Axonal sprouting into the denervated spinal cord and synaptic and postsynaptic protein expression in the spinal cord after transplantation of bone marrow stromal cell in stroke rats

We investigated whether compensatory reinnervation in the corticospinal tract (CST) and the corticorubral tract (CRT) is enhanced by the administration of bone marrow stromal cells (BMSCs) after experimental stroke. Adult male Wistar rats were subjected to permanent right middle cerebral artery occlusion (MCAo). Phosphate-buffered saline (PBS, control, n = 7) or 3 × 106 BMSCs in PBS (n = 8) were injected into a tail vein at 1 day postischemia. The CST of the left sensorimotor cortices was labeled with DiI 2 days prior to MCAo. Functional recovery was measured. Rats were sacrificed at 28 days after MCAo.
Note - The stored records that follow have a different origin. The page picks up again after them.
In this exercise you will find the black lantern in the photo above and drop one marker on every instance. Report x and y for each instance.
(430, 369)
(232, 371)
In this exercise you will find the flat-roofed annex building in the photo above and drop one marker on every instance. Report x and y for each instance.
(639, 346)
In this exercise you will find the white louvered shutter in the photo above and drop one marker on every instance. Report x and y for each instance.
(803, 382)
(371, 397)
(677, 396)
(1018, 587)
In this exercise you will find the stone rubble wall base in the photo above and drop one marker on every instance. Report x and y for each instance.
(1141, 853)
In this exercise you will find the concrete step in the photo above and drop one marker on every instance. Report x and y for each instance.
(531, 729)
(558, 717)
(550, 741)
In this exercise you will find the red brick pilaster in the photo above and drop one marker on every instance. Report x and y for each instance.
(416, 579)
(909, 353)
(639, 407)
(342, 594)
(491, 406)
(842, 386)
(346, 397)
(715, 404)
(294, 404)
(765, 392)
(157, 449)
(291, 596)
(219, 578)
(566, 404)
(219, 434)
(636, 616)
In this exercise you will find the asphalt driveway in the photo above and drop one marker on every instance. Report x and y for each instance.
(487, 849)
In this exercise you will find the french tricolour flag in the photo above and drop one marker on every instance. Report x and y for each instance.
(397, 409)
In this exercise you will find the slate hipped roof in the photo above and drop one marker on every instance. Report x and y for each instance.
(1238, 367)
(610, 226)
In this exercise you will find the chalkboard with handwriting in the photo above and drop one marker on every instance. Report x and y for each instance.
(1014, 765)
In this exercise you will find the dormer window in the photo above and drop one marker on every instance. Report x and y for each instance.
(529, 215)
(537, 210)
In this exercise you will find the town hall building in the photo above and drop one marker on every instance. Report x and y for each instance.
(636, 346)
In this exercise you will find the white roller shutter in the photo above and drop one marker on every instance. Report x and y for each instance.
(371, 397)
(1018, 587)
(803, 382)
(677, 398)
The brain and spinal cord were removed and processed for vibratome sections for laser-scanning confocal analysis and paraffin sections for immunohistochemistry. Normal rats (n = 4) exhibited a predominantly unilateral pattern of innervation of CST and CRT axons. After stroke, bilateral innervation occurred through axonal sprouting of the uninjured CRT and CST. Administration of BMSCs significantly increased the axonal restructuring on the de-afferented red nucleus and the denervated spinal motoneurons (p < 0.05). BMSC treatment also significantly increased synaptic proteins in the denervated motoneurons. These results were highly correlated with improved functional outcome after stroke (r > 0.81, p < 0.01). We conclude that the transplantation of BMSCs enhances axonal sprouting and rewiring into the denervated spinal cord which may facilitate functional recovery after focal cerebral ischemia.